Светлый фон

— Возвращайся не позже шести вечера, ясно?

— Ясно. Ну я пошел.

В десять я понял, что надо чем-нибудь заняться. Комм по-прежнему только трещал, в лагере был идеальный порядок, и делать было решительно нечего. Гвидо почти все время спал. На вопрос обеспокоенной публики «Насколько это хорошо и правильно?» Анджело неизменно отвечал, что все отлично.

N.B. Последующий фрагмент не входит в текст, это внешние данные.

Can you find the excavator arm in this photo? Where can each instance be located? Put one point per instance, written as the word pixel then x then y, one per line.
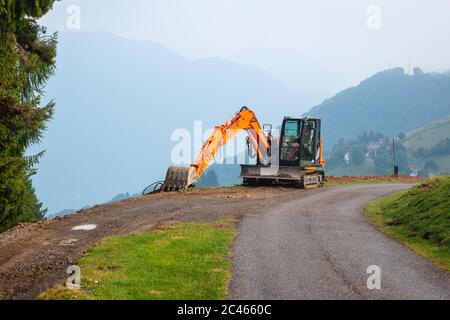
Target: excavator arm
pixel 182 177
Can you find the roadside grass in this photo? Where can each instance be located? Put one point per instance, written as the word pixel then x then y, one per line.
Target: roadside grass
pixel 418 218
pixel 183 261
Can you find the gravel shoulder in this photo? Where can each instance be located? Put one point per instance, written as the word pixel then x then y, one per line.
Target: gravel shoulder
pixel 34 257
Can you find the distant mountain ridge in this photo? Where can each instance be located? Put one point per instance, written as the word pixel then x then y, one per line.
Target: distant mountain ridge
pixel 119 101
pixel 389 102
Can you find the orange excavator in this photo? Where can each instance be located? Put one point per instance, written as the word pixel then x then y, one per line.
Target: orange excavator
pixel 294 158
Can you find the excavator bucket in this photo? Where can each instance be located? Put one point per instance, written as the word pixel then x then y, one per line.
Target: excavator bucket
pixel 179 178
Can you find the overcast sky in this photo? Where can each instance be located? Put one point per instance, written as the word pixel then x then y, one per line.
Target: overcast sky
pixel 312 45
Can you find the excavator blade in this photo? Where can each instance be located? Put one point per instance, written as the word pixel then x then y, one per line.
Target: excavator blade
pixel 179 178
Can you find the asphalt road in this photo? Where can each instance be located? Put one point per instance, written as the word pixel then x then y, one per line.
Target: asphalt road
pixel 320 245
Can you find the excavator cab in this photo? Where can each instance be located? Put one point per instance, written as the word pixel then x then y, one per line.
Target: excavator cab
pixel 299 160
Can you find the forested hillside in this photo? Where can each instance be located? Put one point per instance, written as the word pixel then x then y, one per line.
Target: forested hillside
pixel 390 102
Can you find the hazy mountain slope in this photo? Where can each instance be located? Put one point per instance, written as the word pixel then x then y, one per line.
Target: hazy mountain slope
pixel 389 102
pixel 119 101
pixel 429 147
pixel 428 136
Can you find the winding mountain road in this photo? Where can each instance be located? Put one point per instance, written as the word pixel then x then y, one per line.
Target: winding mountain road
pixel 320 245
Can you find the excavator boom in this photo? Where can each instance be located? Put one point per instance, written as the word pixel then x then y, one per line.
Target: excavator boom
pixel 182 177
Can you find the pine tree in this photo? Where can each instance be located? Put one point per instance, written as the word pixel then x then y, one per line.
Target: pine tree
pixel 27 60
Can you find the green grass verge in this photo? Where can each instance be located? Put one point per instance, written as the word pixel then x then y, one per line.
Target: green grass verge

Большую часть дня я отвечал на вопросы вида «Кто делает дырки в сыре?», «А в макаронах?», «Почему небо синее, а трава зеленая?» и еще сотни полторы в том же духе. Потом детей покормили обедом и устроили им тихий час. Я посмотрел на часы: всего только три. В четыре, после обеда, я ходил взад-вперед вдоль костра. Лео сидел чуть в сторонке и смотрел на меня с нескрываемой иронией:

— То-то же! Так тебе и надо! — заявил он.

Я ходил так еще минут пятнадцать, пока Анджело не положил мне на плечо свою тяжеленную лапищу.

— Возьми себя в руки, — прошептал он, — на тебя все смотрят.

Я кивнул: правильно, хватит психовать.

— Сходи прогуляй пленного, — предложил мне Анджело, — а то мы его замучили, он почти все время связан.

— Угу, Лео, присоединишься?

Лео согласился. Мы развязали бедного капитана Коллеферро. Еще двух суток не прошло, а он уже осунулся и потерял штабной лоск и уверенность в себе. Мы прогуливали его со всеми предосторожностями, в стороне от лагеря, чтобы он не мог взять заложника или выкинуть еще какой-нибудь номер, но, по-моему, зря, он и так ничего не сделает.

Половина шестого, ожидание стало невыносимым.

— Все, — сказал я капитану, — руки.

— О господи! — с чувством воскликнул капитан. — Я могу дать честное слово…

Я покачал головой:

— Я вам не поверю.

— Но почему?!

— Вы — офицер армии, от которой надо прятать детей. — Я мотнул головой в сторону играющих в отдалении малышей.

Коллеферро вздохнул и покорно заложил руки за спину, чтобы мы могли его связать. Офицер для особых поручений! Ха! А у нас я знаю какого-нибудь офицера для особых поручений? М-мм, знаю, я сам, например. Но я не назвал бы свое место особенно теплым.